16 Aug The Heavy Brigade – Nikon’s 60’s Draft Horse
You may be forgiven for thinking that the Nikon F camera with Photomic T finder and Nikkor-S 58mm f:1.4 lens shown at the top of the page has been dropped into a gravel crusher. Possible, but it’s likely that it got that way from harder use – newspaper work with the local photo-journalists. Duncan Dodd acquired it to add to his collection and brought it along for studio illustration – and we got to test it out against a modern digital lens.
Well, the Nikon F was a battleship of a camera – hard body and sharp edges, and design decisions carried over from the rangefinder Nikons of the 50’s. They look crude now, but they are still working now…

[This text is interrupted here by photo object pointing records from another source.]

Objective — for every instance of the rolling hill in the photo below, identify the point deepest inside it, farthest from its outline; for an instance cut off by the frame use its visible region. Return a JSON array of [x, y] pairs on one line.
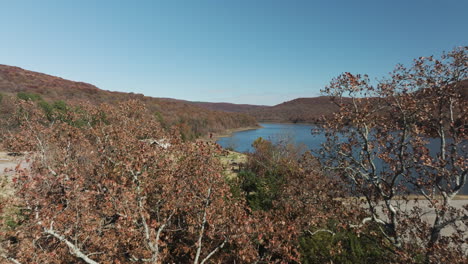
[[193, 121]]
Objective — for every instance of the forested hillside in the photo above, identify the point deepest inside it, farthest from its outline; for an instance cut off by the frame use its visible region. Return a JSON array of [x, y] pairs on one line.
[[300, 110], [193, 121]]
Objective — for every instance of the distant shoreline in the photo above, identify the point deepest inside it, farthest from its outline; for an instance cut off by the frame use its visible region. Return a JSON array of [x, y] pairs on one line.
[[229, 132]]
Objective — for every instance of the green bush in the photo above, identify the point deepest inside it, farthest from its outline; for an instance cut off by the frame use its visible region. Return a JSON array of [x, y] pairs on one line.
[[29, 96], [343, 246], [260, 192]]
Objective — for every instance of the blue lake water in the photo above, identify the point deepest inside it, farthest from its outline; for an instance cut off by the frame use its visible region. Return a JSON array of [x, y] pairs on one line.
[[297, 133]]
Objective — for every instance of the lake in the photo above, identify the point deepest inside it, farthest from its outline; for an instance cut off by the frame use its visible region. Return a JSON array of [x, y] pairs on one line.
[[297, 133]]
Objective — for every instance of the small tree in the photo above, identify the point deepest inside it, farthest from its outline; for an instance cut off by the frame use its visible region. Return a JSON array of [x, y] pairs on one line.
[[109, 192], [379, 144]]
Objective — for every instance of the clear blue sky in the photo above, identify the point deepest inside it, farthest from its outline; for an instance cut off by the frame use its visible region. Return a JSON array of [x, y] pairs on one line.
[[241, 51]]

A bayonet mount that has only changed in respect to metering and aperture actuation over the decades. You can still clap nearly anything F-mount on there and if you can manually focus it and get the aperture to stop down, you can take pictures. The weird forked prong on the top of the lens is Nikon’s way to couple it to the Photomic T finder and let the meter know what the maximum aperture of the lens is. Later they did away with this and let the lens communicate with just a simple cam stop on the aperture ring.
The battery compartment is the button cell type – hard to find power for it these days, and the CdS cells likely to be dead from age. But the rest of the thing works a treat.
The office is plain and tough and if you’ve seen the rangefinder Nikon we reviewed earlier, you’ll recognise a number of the design forms. The condition of the shutter speed dial makes you wonder if the photo-journalist was in the habit of adjusting it with his teeth…Look that ASA dial – all the way up to 1600. Oh, my giddy aunt…
The joy of Nikon finders was you could take ’em off and substitute different focusing screens – they made a dozen of them – and then simple prisms or waist level ones. Later marks of finder could be seen from a foot away with spectacles on. Note that synch is now at 1/60 second for standard bulbs and electronic flash but that you can still avail yourself of a dedicated folding fan gun over the rewind knob.
Inside, the cloth shutter of the rangefinder cameras has given way to a titanium foil shutter. Much tougher and faster. But look at the condition of the internal casting…teeth again?
Ah, but now the icing on the day’s cake. Duncan wanted to see how well the f:1.4 lens would compare to a modern one – and my studio has the patient models to test this out. First a Tokina 35 mm f:2.8 macro:
Then the Nikkor-S 58 mm f:1.4:
And we both agreed that it turns in as stirling a performance as the modern glass. Anyone who essays to see the world through Nikon lenses and uses them to their native capabilities can always be happy with the results.